Co-ompetition can also lead to the development of a strategic interdependence between rivals that can be hard to break free of.
“Perhaps this relationship has gone on too long and is becoming tired,” said Ramsey. “But extracting yourself can become quite difficult. So if you’re going to have a relationship with a competitor, it should be fairly specific.”
One place competitors can work together beneficially is on the development of standards, for example for self-cleaning glass, a product that Pilkington has just launched. Ramsey also feels that partnership may become a requirement to sustain large, risky development efforts in future.
“I wonder, if we came up with float glass now, would we have the resources and the courage to go ahead with that major development,” he said. “I’m not sure I’d be successful [in persuading the board to gamble the company]. I might have to team up in future.”

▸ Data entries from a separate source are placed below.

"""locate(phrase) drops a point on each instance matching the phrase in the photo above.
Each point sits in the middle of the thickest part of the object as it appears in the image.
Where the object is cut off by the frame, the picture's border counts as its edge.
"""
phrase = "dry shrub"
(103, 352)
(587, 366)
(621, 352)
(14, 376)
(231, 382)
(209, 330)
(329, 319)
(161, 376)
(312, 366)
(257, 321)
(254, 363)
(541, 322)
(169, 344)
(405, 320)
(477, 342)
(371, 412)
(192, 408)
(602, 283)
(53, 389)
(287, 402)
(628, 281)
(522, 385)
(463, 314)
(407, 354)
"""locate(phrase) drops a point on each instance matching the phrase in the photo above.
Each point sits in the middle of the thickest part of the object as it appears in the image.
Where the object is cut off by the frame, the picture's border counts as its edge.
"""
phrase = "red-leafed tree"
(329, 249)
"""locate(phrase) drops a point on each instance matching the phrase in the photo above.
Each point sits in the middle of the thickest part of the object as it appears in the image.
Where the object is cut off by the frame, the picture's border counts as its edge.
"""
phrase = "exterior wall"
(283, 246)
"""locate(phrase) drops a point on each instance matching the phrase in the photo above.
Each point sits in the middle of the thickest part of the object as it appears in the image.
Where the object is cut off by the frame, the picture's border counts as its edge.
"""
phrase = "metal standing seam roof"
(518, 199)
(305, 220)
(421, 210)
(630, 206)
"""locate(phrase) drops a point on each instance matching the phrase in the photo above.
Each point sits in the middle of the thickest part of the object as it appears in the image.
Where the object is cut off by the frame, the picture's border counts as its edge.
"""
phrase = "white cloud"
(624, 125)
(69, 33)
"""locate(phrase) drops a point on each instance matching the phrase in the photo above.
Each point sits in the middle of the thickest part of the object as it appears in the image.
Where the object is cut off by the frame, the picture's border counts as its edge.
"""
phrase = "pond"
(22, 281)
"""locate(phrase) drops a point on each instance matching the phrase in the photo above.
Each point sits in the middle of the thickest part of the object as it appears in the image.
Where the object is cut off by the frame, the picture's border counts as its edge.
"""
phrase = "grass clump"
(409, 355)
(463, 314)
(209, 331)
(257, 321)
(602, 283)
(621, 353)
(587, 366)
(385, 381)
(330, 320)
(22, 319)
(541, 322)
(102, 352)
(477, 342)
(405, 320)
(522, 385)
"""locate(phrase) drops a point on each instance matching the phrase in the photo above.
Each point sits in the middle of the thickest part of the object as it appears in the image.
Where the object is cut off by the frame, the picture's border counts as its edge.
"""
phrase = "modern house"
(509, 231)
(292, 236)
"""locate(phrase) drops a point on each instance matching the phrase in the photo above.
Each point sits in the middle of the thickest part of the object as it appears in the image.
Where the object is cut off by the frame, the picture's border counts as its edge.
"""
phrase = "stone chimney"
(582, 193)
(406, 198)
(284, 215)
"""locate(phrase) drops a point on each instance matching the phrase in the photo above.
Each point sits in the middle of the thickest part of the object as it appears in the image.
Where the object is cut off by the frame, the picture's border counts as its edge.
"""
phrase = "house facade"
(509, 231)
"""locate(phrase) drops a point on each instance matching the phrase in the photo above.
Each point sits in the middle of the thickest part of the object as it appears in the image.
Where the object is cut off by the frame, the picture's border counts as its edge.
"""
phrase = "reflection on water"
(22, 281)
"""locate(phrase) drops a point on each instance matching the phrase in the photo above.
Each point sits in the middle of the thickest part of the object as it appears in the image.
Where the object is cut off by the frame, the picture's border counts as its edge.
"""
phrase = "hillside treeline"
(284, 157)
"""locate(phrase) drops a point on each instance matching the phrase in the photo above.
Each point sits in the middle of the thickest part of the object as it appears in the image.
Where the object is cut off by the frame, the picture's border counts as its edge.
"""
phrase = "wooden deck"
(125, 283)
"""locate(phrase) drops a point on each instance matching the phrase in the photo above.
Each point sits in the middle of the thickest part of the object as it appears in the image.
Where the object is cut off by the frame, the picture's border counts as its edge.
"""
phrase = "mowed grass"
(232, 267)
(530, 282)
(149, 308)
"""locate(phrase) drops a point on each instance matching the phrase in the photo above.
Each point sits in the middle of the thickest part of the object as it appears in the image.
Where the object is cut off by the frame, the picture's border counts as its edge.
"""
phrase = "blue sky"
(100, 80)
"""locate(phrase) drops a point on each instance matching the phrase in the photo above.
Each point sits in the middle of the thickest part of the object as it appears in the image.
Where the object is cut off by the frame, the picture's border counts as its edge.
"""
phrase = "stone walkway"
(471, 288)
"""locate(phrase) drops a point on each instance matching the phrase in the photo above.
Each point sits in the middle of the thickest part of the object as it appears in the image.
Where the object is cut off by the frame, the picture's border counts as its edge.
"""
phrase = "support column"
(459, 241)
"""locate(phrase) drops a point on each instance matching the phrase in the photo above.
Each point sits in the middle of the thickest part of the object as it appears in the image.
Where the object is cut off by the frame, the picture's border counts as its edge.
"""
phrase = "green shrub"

Ramsey believes partnering with suppliers can speed up the delivery of a new product by developing its supply chain in parallel. This approach has its benefits, although there are issues to do with exclusivity that can be overcome by asking for a lead-time on a particular jointly developed ingredient or process before it becomes available to competitors. As before, the partnership is only likely to work if it represents a similar scale of opportunity for the two partners.
Pilkington is interested in partnering with companies from other industries, for example accessing the silver-coating expertise of film-maker Kodak in order to progress its work on solar control.
“It can be very stimulating for your scientists, but it may be difficult to find win-win opportunities of equal scale,” said Ramsey.
Customers can also be partners, although it is an approach that Ramsey feels is often overlooked. Partnering with customers can be difficult, too. For example, in the automobile industry the customers tend to want innovations to be licensed to competitors in order to secure their supply. This may bring benefits in terms of a flow of technologies from competitors, but it also means your hard-won breakthroughs end up in your competitors’ hands.
However a company chooses to approach technology acquisition, it’s clear that it will have to change to be successful. For the future, Maat at Unilever sees the increasing use of technology acquisition strategies as leading to a change in the function of many companies.
“They will go from being ‘creating and developing’ companies to being ‘adapting and implementing’ companies,” he said.